- Court: United States Board of Tax Appeals
- Full case name: Edward H. Clark v. Commissioner of Internal Revenue
- Decided: July 27, 1939
- Citation: 40 B.T.A. 333 (1939)

Court membership
- Judge sitting: James Russell Leech

Laws applied
- Internal Revenue Code

Keywords
- Capital loss;

= Clark v. Commissioner =

Early United States income tax case

Clark v. Commissioner, 40 B.T.A. 333 (1939) was an important early United States income tax case.

==Background==

===Facts===
The taxpayers, husband and wife, made an irrevocable election to file a joint federal income tax return rather than separate returns on the advice of their return preparer. Subsequently, the Service examined the return and assessed a deficiency against the taxpayers. The deficiency existed because the return preparer took a larger deduction from income for capital losses than was allowed by law. If the taxpayers had filed separate returns employing the proper deduction for long-term capital losses, their combined tax liability would have been $19,941.10 less than the amount they paid on their joint return.
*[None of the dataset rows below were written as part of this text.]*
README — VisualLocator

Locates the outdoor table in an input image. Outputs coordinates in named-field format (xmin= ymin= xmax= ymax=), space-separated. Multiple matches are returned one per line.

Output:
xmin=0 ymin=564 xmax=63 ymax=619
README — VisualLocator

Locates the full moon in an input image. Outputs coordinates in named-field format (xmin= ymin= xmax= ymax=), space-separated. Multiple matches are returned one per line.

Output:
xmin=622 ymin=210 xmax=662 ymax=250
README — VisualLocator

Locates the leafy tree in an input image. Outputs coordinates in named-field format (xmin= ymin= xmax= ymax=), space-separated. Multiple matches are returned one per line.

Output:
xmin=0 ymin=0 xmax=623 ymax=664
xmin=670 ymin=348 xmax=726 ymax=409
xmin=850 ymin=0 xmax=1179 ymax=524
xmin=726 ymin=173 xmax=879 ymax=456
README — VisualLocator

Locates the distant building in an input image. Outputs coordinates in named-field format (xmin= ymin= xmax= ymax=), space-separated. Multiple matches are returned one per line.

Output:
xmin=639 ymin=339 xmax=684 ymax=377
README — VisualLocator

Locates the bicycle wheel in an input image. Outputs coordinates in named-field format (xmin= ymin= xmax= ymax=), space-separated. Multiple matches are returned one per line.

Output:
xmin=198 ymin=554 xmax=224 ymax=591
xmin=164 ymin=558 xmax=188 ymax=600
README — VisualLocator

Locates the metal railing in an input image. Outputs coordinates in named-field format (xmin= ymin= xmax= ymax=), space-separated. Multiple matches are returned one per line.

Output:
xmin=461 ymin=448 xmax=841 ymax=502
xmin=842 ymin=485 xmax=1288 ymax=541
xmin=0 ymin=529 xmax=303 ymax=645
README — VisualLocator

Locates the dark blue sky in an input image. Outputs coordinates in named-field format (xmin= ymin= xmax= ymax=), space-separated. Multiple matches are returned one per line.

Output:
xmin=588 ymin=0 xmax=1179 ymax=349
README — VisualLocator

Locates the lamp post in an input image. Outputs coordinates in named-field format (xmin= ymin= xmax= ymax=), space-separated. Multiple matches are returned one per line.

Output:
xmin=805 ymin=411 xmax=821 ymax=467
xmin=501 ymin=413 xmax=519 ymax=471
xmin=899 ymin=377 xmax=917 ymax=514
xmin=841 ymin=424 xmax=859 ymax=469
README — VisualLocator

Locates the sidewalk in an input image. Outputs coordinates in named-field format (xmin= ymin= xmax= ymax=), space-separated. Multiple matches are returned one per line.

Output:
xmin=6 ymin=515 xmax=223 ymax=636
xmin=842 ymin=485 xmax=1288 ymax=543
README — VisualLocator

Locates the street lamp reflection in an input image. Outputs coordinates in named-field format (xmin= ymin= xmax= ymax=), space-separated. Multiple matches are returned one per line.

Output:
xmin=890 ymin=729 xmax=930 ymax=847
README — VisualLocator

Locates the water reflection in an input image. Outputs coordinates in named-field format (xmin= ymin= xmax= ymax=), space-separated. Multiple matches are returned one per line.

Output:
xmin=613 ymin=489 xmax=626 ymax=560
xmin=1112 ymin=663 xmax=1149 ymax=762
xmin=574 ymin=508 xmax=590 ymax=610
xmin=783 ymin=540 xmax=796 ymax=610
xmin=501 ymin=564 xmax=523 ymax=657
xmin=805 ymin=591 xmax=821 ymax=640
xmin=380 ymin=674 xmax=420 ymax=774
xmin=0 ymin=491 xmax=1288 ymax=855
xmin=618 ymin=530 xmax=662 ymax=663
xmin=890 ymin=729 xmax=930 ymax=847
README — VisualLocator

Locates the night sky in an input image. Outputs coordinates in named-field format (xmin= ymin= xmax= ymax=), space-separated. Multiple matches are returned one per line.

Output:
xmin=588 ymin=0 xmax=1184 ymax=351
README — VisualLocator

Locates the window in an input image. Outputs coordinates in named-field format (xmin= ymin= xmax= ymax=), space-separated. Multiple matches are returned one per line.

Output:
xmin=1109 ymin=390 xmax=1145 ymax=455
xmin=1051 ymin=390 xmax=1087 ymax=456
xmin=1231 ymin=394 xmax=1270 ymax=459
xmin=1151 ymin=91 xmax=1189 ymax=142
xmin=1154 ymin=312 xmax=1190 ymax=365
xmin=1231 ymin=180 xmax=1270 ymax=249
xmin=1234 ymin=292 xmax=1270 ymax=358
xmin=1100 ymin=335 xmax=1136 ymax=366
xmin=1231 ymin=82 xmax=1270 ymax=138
As recompense for his error, the return preparer indemnified the taxpayers in that amount.

===Deficiency assessed===
The Service included the indemnification payment in taxpayers’ income as an amount attributable to the return preparer’s payment of the taxpayer’s income tax liability.

==Opinion of the court==
The Board rejected the Service’s argument that this payment was income and stated that “[p]etitioner’s taxes were not paid for him by any person . . . [h]e paid his own taxes. . . .The [money] was paid to petitioner, not qua taxes, . . . but as compensation for his loss.” The fact that the underlying obligation was for taxes “is of no moment here.”.

==Current legal status==
The ultimate grounds for the decision in Clark, that the payment received by the taxpayer from his tax preparer was not "derived from capitol, from labor, or from both combined," is no longer good law. See Commissioner v. Glenshaw Glass Co.

However, the holding in Clark does remain good law. In other words, the reasoning the court used is no longer valid, but the result would be the same today, just for different reasons.